O que tem de Belmonte em O pastor e o guerrilheiro?

 

Acho que quase tudo, por questões familiares e pessoais, eu conheço os universos da história meio que por coincidência. Tenho muita relação com várias partes da história. Ironicamente é um roteiro que tem muito a ver comigo, não veio de mim a ideia, mas me interessava esse momento da história. É bom para que eu possa tentar entender outras questões, agente faz cinema um pouco para isso, entender o outro, avançar nesse lugar.

 

Recentemente você se envolveu em diversas produções diferentes, tem quatro filmes em processo de produção ou pós-produção em 2020, e ainda assinou Carcereiros, em 2019. O Belmonte que estudava da UnB se enxergava chegando aonde você chegou? 

 

É muito irônico, porque quando fiz UnB, jamais imaginei que conseguiria fazer mais de dois longas.
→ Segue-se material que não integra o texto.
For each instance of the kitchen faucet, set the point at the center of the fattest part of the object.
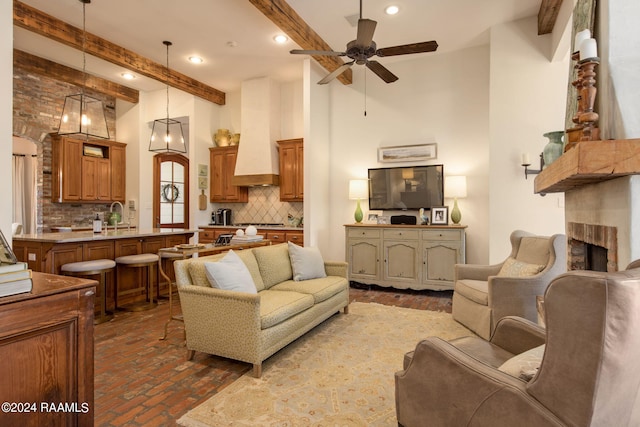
(115, 223)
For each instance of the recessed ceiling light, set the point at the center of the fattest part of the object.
(391, 10)
(281, 38)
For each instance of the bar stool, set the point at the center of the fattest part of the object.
(171, 280)
(139, 261)
(94, 268)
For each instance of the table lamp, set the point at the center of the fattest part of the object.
(358, 189)
(455, 187)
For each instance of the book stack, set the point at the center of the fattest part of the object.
(15, 278)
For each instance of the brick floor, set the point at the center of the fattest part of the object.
(143, 381)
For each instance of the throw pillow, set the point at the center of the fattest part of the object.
(230, 274)
(306, 263)
(524, 365)
(514, 268)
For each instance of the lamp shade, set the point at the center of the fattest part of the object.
(358, 189)
(167, 136)
(455, 186)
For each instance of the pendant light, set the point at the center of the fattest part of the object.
(166, 135)
(82, 114)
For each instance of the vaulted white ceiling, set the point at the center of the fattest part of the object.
(236, 40)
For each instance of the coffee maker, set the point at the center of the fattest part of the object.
(221, 217)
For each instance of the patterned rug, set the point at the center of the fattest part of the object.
(339, 374)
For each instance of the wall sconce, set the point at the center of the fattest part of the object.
(526, 162)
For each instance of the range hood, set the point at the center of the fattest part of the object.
(257, 161)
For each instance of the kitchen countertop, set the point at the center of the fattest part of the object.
(259, 227)
(84, 236)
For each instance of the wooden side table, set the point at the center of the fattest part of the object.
(188, 251)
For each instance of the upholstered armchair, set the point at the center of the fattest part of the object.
(587, 373)
(483, 294)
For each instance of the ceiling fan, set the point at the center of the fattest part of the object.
(363, 48)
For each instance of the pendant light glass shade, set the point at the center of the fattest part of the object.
(166, 134)
(83, 115)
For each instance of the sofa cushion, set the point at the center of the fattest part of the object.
(474, 290)
(514, 268)
(199, 277)
(524, 365)
(321, 289)
(278, 306)
(306, 263)
(230, 274)
(274, 264)
(533, 250)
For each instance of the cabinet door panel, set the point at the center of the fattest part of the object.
(401, 261)
(364, 258)
(440, 259)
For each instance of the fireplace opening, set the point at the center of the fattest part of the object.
(595, 257)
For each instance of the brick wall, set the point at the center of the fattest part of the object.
(37, 106)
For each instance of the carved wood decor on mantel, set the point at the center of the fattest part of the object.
(288, 20)
(37, 65)
(34, 20)
(548, 15)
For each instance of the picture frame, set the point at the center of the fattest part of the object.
(372, 217)
(440, 215)
(408, 153)
(6, 254)
(202, 183)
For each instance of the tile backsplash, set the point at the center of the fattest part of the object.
(264, 206)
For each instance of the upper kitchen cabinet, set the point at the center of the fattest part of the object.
(291, 155)
(223, 164)
(88, 171)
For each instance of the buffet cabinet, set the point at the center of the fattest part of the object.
(404, 256)
(46, 347)
(87, 171)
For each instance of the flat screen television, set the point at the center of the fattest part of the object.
(406, 188)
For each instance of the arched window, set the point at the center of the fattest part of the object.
(171, 191)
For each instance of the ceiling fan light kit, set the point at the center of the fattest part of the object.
(363, 48)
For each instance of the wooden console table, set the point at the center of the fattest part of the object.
(46, 348)
(188, 251)
(405, 256)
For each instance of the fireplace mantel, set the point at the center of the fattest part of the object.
(590, 162)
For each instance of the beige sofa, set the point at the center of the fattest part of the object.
(251, 327)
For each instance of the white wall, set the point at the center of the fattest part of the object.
(6, 115)
(527, 98)
(441, 98)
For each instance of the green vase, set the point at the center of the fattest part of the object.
(554, 148)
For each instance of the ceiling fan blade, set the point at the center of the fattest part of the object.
(341, 69)
(317, 52)
(408, 48)
(366, 28)
(381, 71)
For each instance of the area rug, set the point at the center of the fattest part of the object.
(339, 374)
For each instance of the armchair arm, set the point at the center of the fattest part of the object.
(450, 388)
(217, 320)
(517, 335)
(336, 268)
(476, 271)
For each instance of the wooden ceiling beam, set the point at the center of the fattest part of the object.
(36, 65)
(34, 20)
(547, 15)
(288, 20)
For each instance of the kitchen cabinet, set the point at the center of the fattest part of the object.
(223, 164)
(88, 171)
(291, 156)
(46, 348)
(405, 256)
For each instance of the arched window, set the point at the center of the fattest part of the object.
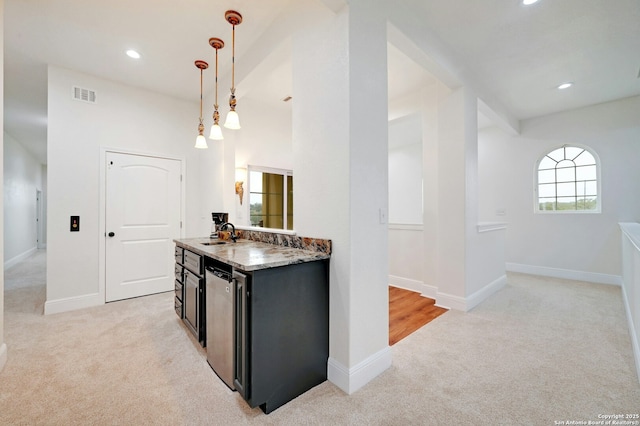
(567, 181)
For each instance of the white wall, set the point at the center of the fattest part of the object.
(3, 346)
(22, 178)
(405, 170)
(340, 163)
(580, 246)
(406, 245)
(125, 118)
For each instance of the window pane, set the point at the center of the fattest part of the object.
(557, 155)
(566, 189)
(567, 180)
(566, 174)
(547, 190)
(566, 203)
(572, 152)
(586, 173)
(587, 188)
(584, 159)
(547, 203)
(587, 204)
(267, 199)
(546, 176)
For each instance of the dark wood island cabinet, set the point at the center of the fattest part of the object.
(280, 314)
(282, 333)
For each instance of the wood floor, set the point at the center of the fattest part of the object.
(408, 311)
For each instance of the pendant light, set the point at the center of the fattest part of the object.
(201, 142)
(216, 131)
(233, 121)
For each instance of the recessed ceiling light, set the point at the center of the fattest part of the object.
(133, 54)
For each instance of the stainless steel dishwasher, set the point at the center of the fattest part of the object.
(220, 309)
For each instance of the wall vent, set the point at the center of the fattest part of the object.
(84, 95)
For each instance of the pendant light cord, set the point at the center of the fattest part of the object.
(200, 95)
(233, 57)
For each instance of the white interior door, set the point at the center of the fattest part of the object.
(142, 219)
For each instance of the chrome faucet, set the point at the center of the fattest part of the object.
(234, 237)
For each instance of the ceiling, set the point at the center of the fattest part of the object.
(514, 55)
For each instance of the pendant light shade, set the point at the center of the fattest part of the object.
(216, 131)
(233, 120)
(201, 142)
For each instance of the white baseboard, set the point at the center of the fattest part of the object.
(19, 258)
(3, 355)
(449, 301)
(632, 332)
(352, 379)
(413, 285)
(592, 277)
(73, 303)
(465, 304)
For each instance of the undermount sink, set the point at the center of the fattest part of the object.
(214, 243)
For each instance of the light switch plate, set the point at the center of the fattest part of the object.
(74, 226)
(383, 216)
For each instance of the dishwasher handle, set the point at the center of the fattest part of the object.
(219, 273)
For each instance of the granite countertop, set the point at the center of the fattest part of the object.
(249, 255)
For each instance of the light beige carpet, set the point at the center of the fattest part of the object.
(539, 351)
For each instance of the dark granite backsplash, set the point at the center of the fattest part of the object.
(285, 240)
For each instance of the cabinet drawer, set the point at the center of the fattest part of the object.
(191, 279)
(179, 290)
(179, 254)
(193, 262)
(179, 273)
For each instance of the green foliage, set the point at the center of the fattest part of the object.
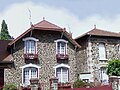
(81, 84)
(4, 35)
(113, 68)
(10, 87)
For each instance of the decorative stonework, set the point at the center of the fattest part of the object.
(46, 59)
Era uma época muito sem dinheiro, época do Collor, a produção de Brasília era um curta a cada dois anos. Jamais pensei em chegar neste lugar onde estou. Parto do princípio que sou um trabalhador comum, um operário. Fiquei muito tempo indo atrás, tentando levantar recursos para as coisas aconteceram e acabou que aconteceram todas ao mesmo tempo. Tenho que estar trabalhando para entender as coisas, águas paradas não movem nada. Sou muito para o jogo, gosto de trabalhar para entender, sou um curioso, gosto da ideia do cinema com a invenção, de descobrir coisas.